The Malleus Maleficarium, published by the church in 1486, was meant to be the handbook for the discovery and eradication of witches. It also covered vampirism and their link to Satan, as well as how to deal with the evil beings. By the 1600s, this treatise was being used as the "bible" of witch and vampire hunters across Europe. The treatise also included some early vampire sightings.
Dom Augustin Calmet (1672–1757) was a monk of the Benedictine order. His work, Treatise on The Appearance of Spirits and on Vampires, attempted to divorce the vampire from its link to Satanism and demonic forces.

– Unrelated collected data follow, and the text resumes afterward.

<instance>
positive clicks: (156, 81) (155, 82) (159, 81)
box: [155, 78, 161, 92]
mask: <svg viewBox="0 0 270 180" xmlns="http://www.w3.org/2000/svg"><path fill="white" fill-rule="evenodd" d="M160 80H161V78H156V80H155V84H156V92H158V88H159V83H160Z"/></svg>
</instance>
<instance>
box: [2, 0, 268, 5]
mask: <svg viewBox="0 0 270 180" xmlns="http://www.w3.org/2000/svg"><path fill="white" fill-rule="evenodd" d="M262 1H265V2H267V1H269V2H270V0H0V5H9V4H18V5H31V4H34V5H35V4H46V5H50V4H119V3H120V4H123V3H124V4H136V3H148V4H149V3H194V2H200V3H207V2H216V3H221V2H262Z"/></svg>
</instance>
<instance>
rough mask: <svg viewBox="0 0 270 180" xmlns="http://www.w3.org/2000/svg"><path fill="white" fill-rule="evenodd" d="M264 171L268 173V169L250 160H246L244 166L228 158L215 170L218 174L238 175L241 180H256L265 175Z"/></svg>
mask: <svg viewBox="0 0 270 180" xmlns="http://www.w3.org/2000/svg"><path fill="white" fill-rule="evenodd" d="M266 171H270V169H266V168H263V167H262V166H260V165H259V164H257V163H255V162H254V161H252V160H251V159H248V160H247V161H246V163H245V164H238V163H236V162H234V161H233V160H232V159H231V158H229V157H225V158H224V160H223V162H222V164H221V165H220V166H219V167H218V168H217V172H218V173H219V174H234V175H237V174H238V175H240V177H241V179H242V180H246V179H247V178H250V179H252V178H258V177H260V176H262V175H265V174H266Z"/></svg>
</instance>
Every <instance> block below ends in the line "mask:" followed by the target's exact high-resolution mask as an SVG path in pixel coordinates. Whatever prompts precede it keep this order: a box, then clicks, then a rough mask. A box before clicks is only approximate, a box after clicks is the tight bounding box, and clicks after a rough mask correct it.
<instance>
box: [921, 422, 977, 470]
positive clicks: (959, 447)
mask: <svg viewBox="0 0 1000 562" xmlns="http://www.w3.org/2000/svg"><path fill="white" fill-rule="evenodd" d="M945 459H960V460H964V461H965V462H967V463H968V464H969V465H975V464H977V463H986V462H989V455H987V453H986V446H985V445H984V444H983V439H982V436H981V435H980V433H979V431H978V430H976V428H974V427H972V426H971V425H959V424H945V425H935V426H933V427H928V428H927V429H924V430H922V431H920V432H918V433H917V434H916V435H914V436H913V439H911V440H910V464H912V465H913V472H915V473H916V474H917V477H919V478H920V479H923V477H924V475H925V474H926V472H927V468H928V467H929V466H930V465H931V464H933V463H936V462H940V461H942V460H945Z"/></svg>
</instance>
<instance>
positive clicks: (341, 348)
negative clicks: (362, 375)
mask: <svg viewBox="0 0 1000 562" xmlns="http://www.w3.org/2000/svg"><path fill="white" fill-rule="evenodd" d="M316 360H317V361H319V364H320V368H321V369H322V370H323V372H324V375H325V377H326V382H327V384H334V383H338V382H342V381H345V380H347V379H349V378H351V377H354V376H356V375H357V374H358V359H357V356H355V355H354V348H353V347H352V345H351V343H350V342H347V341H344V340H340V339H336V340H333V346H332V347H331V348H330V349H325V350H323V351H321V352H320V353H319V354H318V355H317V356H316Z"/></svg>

He described them simply as dead bodies which rise up, and proclaimed them to be superstition. He was heavily chided for his radical, sweeping declarations. Still, this work stands on its own in a time in history when so many were caught up in the massive witch and vampire hunts of the Middle Ages.
Even long after the hysteria of the plague-riddled Middle Ages had died down, important research was being conducted into the vampire myth. Probably the best known chronicler of vampire stories in ages past is the legendary Montague Summers. He was ordained as a deacon of the Anglican church in 1908, but soon after left the Anglican church in favour of the Roman Catholic church. He conducted numerous studies into all things supernatural. His two best-known vampire publications, The Vampire: His Kith and Kin and The Vampire in Europe are unparalleled in terms of vampire research.